それらの中から何点かポイントを抜き出してみました。
スキー場の規模
魅力あるスキー場として、その規模は重要です。
具体的な数は上げていませんが、索道(リフト+ゴンドラ)が5本以上と未満で黒字化率に大きな差があるというデータが出ていました。
スキー場とその付帯事業の一体運営
衝撃だったのは、索道事業(リフト、ゴンドラ)は儲からないということでした。
利益が高いのは、スキー場に付帯するレストラン、レンタル、スクールなどの付帯事業だということです。
しかし、スキー場の魅力としては索道が最も重要な要素の一つです。
索道に投資することができる事業構造が求められています。
ベースタウンの活性化
スキー場に人を集めるためには、ベースタウンのベッド数が重要とのことでした。
ライト層にとって、スキー場を含めた温泉、買い物、街での食事なども楽しみにしています。
現実のスキー場
みなさんがホームとしているスキー場を思い出してください。
理想のスキー場に近いところもあるかと思いますが、多くのスキー場は次のような事業形態ではないでしょうか。
- 小規模なスキー場
- 中・大規模なスキー場だが、
- 複数の索道(リフト)会社が運営
- ゲレンデ内に点在する地元の食堂、レンタル企業、スキースクール
結果として、索道会社は利益を上げることができないので設備投資を行うことができずリフトの老朽化が進み、ますます利用者が少なくなる。
という状態のスキー場が多いですよね。
解決策
ひとことでいうと、個々の経営から一体経営への移行が重要ということが提言されています。

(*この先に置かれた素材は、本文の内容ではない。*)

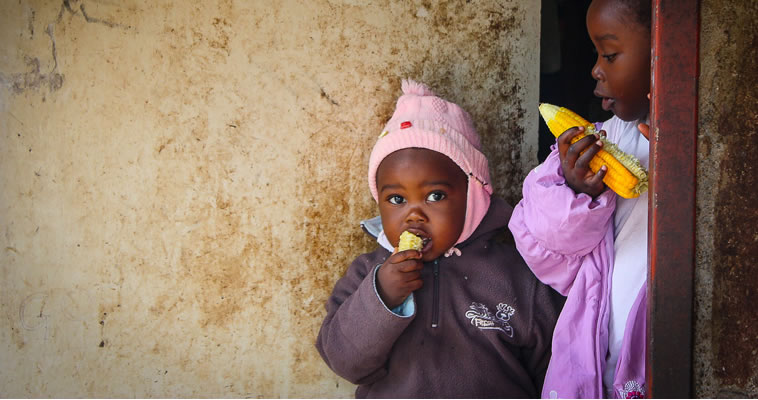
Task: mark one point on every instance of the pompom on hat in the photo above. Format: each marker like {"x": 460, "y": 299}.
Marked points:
{"x": 424, "y": 120}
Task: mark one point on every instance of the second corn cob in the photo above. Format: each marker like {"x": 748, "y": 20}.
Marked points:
{"x": 409, "y": 241}
{"x": 625, "y": 176}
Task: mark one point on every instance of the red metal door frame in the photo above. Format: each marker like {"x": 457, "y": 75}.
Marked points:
{"x": 671, "y": 228}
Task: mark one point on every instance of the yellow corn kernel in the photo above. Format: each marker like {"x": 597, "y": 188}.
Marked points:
{"x": 409, "y": 241}
{"x": 625, "y": 176}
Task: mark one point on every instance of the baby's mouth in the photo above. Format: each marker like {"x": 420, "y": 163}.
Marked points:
{"x": 426, "y": 244}
{"x": 608, "y": 103}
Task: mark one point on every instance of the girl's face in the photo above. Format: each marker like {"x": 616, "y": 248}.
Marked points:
{"x": 424, "y": 192}
{"x": 622, "y": 69}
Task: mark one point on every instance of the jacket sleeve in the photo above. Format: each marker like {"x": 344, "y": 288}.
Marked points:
{"x": 554, "y": 228}
{"x": 359, "y": 331}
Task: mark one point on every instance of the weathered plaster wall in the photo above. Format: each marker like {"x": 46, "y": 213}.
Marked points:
{"x": 726, "y": 284}
{"x": 174, "y": 174}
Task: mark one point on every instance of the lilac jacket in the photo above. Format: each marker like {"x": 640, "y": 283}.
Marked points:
{"x": 567, "y": 241}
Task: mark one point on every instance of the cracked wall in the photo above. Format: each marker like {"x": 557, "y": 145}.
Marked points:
{"x": 174, "y": 176}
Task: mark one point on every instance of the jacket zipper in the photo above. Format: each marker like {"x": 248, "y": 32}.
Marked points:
{"x": 436, "y": 291}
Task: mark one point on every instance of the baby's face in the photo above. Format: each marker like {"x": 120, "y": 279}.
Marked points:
{"x": 424, "y": 192}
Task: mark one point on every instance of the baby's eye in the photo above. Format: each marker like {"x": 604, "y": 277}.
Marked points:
{"x": 435, "y": 196}
{"x": 396, "y": 199}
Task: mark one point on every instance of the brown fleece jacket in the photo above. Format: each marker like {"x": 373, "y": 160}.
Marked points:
{"x": 482, "y": 325}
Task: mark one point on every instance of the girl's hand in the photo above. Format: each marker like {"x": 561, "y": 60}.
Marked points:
{"x": 575, "y": 162}
{"x": 399, "y": 276}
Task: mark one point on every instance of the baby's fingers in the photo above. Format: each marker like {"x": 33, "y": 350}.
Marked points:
{"x": 597, "y": 179}
{"x": 564, "y": 140}
{"x": 584, "y": 159}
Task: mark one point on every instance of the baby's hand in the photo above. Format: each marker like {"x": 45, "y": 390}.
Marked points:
{"x": 399, "y": 276}
{"x": 576, "y": 165}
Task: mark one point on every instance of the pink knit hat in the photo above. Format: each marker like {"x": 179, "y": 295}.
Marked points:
{"x": 423, "y": 120}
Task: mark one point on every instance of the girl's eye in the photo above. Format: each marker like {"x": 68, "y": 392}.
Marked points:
{"x": 396, "y": 199}
{"x": 435, "y": 196}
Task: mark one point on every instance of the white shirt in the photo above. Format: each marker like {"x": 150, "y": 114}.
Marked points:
{"x": 630, "y": 245}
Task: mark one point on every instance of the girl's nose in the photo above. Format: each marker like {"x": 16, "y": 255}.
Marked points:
{"x": 597, "y": 73}
{"x": 416, "y": 215}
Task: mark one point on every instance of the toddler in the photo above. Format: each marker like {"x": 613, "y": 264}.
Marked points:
{"x": 583, "y": 239}
{"x": 462, "y": 317}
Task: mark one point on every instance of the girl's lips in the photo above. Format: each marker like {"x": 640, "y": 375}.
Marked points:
{"x": 426, "y": 241}
{"x": 608, "y": 103}
{"x": 427, "y": 244}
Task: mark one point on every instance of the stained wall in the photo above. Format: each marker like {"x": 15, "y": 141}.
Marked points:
{"x": 726, "y": 271}
{"x": 182, "y": 181}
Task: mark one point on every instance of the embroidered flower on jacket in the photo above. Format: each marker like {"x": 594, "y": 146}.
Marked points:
{"x": 632, "y": 390}
{"x": 482, "y": 318}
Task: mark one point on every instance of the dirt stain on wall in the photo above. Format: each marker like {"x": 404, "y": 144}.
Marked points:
{"x": 189, "y": 178}
{"x": 726, "y": 362}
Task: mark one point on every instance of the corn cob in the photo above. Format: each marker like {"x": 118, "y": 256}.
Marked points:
{"x": 625, "y": 176}
{"x": 409, "y": 241}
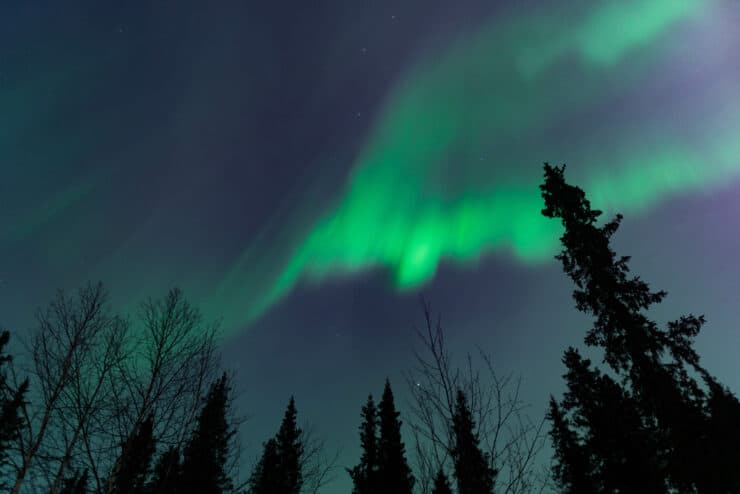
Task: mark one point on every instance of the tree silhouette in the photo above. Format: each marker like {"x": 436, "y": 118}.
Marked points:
{"x": 365, "y": 474}
{"x": 75, "y": 484}
{"x": 394, "y": 473}
{"x": 266, "y": 477}
{"x": 166, "y": 473}
{"x": 11, "y": 400}
{"x": 473, "y": 472}
{"x": 279, "y": 470}
{"x": 204, "y": 469}
{"x": 441, "y": 483}
{"x": 290, "y": 451}
{"x": 645, "y": 425}
{"x": 134, "y": 462}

具体的は、スキー場(索道、レストラン、レンタルなど)の一体経営、およびベースタウンの共同所有+個別経営 によるエリア全体がまとまりです。
加えて、融資など具体的な方法まで書かれていました。
暗に示唆しているところ
一方で、明記はされていませんが、次のことが示唆せれているように感じました。
全てのスキー場を救えるわけではない。
特に、小規模なスキー場を救うことは難しい。
おいしいとこどりの既得権益が残ったままだと発展が難しい。
最後に
スキー場は供給過剰な状態が続いていて体力勝負になっています。
報告書にもある通り、中・大規模なスキー場はステークスホルダーが多く、調整に時間がかかります。
また、小規模なスキー場は、地方自治体からの税金で運営されているところも多く、健全な市場原理が働かない状態が続いています。
どちらも、そこで生活をしている方々にとっては、全体最適よりもご自身の生活が大事だと言うことは分かります。
しかし、バブル崩壊後30年が経ち、そろそろ次のステージに進んでいく時だと思います。
ここ10年、スキー・スノーボード人口は安定しており、加えて海外からのインバウンドも見込めます。
スキー場産業自体の発展の可能性は十分にあるので、今の時期にしっかりと基礎をつくっていってほしいです。